OUT TO LUNCH
The City of London, as many tourists discover to their surprise, is a completely different entity from London as a city. It refers to what is known as ‘the square mile’ which stretches from Fleet Street in the west to Spitalfields in the east and includes St Paul’s Cathedral, the Bank of England, the Mansion House, the London Stock Exchange, Lloyds of London and the head offices of most of the country’s financial institutions.
On a normal working day around half a million people commute into the city to keep the wheels of capitalism well oiled. The City of London even has a separate police force distinct from the more usual Metropolitan Police and with slight variations in uniform.

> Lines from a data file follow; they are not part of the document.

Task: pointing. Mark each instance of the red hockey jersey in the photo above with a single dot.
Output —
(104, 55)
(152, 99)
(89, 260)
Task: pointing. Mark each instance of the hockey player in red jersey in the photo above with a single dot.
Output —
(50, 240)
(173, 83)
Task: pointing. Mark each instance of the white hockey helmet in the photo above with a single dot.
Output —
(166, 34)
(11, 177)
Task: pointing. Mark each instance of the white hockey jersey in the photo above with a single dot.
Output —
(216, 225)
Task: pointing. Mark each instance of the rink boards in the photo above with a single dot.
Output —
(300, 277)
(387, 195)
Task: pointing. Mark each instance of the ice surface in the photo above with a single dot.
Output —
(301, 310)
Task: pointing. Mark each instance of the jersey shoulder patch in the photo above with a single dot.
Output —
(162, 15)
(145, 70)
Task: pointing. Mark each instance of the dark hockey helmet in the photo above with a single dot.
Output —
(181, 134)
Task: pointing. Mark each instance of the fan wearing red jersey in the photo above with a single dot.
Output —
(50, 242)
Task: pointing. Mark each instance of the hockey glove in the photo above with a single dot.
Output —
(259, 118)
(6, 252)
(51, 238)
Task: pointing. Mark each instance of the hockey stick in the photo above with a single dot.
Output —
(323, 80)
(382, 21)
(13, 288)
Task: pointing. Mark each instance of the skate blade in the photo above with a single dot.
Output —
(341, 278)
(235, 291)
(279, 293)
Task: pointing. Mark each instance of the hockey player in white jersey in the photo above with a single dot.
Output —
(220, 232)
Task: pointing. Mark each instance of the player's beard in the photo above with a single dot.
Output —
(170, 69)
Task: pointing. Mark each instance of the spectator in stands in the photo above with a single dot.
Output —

While London has a dowdy, boring, shirt-sleeved mayor the City of London has a Lord Mayor, resplendent in ancient robes who hosts a banquet every year at the Mansion House and holds a procession on the second Saturday of November in a horse drawn state coach escorted by members of the various livery companies in traditional dress.
The office of Lord Mayor of London dates back to 1189AD with Dick Whittington perhaps being the most famous incumbent in 1377. The term of office is for one year only although it is possible to serve several terms but not consecutively. Whittington served four terms. The remuneration is nil so the job clearly wouldn’t appeal to our friends in the ANC.
In the 830 odd years of the office of Lord Mayor only two women have ever served and no members of the BAME ‘community’ so there is fertile ground for the ‘wokists’ to start up a new movement to decolonise and empower the office of the Lord Mayor.